Recovery Post-Crash

Bringing the Database Back to Life

How databases recover from crashes using the WAL log to restore consistency

The moment of truth: UNDO incomplete transactions, REDO committed ones

The Crash Scenario

A database crash leaves us with a few cold facts:

Committed transactions might not be fully on disk.
Partially complete transactions were left hanging.
WAL log holds the full history of changes.

The recovery process needs to:

Analyze the WAL log to figure out what went down.
REDO committed transactions to keep promises.
UNDO incomplete transactions to maintain integrity.
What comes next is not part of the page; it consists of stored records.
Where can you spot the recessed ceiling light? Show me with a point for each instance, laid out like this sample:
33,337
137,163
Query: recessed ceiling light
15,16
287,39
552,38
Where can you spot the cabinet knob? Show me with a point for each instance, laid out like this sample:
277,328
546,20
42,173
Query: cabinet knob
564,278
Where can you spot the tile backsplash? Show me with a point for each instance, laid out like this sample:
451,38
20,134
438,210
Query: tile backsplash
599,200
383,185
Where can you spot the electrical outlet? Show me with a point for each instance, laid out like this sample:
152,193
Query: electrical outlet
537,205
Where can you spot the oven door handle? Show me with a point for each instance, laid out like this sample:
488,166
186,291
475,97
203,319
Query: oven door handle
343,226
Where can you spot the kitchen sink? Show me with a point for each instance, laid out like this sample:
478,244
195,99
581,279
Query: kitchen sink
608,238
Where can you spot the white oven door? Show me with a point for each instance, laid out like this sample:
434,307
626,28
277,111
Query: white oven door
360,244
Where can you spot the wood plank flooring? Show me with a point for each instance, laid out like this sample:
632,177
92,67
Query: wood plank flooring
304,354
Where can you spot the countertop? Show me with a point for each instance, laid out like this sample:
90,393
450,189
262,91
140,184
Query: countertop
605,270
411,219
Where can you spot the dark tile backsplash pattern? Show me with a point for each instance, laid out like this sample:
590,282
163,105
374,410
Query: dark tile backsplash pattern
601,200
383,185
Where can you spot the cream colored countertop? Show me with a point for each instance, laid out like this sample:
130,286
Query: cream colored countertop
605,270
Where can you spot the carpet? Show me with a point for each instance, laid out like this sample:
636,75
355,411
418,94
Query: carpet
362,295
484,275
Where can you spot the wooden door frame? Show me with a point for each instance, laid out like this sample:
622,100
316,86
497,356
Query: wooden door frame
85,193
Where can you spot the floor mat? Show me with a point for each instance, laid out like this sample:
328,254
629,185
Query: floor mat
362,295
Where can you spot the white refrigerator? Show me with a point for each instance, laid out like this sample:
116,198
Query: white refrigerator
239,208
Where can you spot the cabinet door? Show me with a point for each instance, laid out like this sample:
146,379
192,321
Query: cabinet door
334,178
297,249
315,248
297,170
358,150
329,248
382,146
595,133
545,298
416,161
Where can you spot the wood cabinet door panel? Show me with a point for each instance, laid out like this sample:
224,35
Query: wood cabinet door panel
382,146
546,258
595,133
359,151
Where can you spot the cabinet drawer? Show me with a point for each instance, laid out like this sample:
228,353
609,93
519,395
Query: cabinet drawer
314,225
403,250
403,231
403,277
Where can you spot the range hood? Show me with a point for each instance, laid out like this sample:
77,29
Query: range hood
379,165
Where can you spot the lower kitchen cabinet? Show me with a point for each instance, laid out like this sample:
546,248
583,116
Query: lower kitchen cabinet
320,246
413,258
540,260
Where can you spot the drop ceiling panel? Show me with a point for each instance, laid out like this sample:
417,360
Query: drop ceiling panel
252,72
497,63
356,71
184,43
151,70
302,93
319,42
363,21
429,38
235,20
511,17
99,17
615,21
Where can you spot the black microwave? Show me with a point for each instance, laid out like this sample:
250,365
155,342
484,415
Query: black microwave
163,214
Detailed Notes on Steps 2 and 3

In Step 2: Replay every action in the WAL from start to crash. Consider these scenarios:

If the WAL shows a COMMIT, redo the transaction.
If the WAL shows an ABORT, redo the transaction then undo it.

In Step 3: Transactions without COMMIT/ABORT are treated as ABORTs, and we undo their changes.

Potential Optimizations: Some databases optimize the REDO-then-UNDO for ABORTs. Efficient algorithms can save on I/O, especially for long transactions involving millions of variables.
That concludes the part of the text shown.